Gabriel sagte: "Die Menschen interessiert nicht die Auseinandersetzung zwischen Flügeln, sondern wie wir die Probleme lösen." Die SPD müsse ihre Nabelschau beenden. Müntefering könne die SPD am besten stabilisieren, den Wahlkampf führen und Steinmeier den Rücken freihalten.
Struck sagte, die "Agenda 2010" stehe in der SPD nicht zur Debatte. Sie habe inzwischen zu Erfolgen geführt. Es gebe weniger Arbeitslose und ein gutes Wirtschaftswachstum. Zudem sei Deutschland international wettbewerbsfähiger geworden.
Clement sagte: "Es kommt jetzt alles darauf an, dass sich die Partei geschlossen hinter Frank-Walter Steinmeier stellt." Steinmeiers Kanzlerkandidatur sei die "letzte Chance für die SPD als Volkspartei der politischen Mitte". Sie sei ein klares Signal, dass der Reformkurs der "Agenda 2010" fortgesetzt und eine wichtige Rolle im Wahlprogramm der SPD spielen werde.

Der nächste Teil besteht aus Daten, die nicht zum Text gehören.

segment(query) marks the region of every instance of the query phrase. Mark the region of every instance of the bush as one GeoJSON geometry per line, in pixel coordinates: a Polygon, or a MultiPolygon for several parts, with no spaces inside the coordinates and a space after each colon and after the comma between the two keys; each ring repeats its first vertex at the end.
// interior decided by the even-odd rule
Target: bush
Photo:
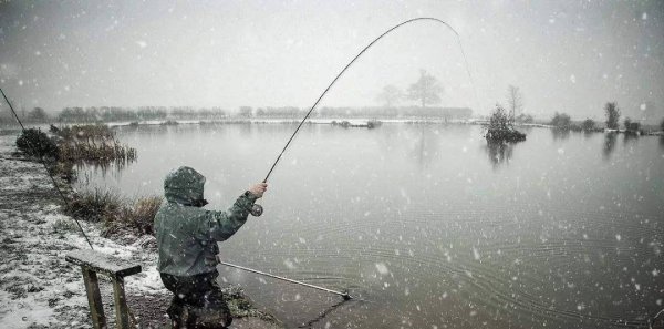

Der Chef des "Meinungsforschungsinstituts" Forsa, Manfred Güllner, der mit Umfragen und Kommentaren in den vergangenen Monaten kräftig am negativen Bild der SPD und von Kurt Beck in der Öffentlichkeit mitgearbeitet hatte, sieht die Ausgangslage der SPD nun deutlich verbessert. Jetzt müssten die Flügelkämpfe beendet werden, forderte der "Meinungsforscher", der stets .
FDP-Generalsekretär Dirk Niebel lobte Steinmeier als absolut honorige Persönlichkeit. Die SPD müsse sich nun einig werden, ob sie sich weiter nach links öffnen oder in die Mitte zurückkehren wolle. Im Moment habe die FDP mit der Union die größten Übereinstimmungen.
Linken-Parteichef Oskar Lafontaine sagte hingegen, Steinmeier stehe für die Agenda 2010, Müntefering für die Rente mit 67, die SPD setze ihren unsozialen Kurs fort. In einem Interview sagte er: "Die SPD war eine Partei des Friedens und der sozialen Gerechtigkeit. Heute ist sie eine Partei des Krieges und des Sozialabbaus. Solange das so ist, wird der Auflösungsprozess weitergehen."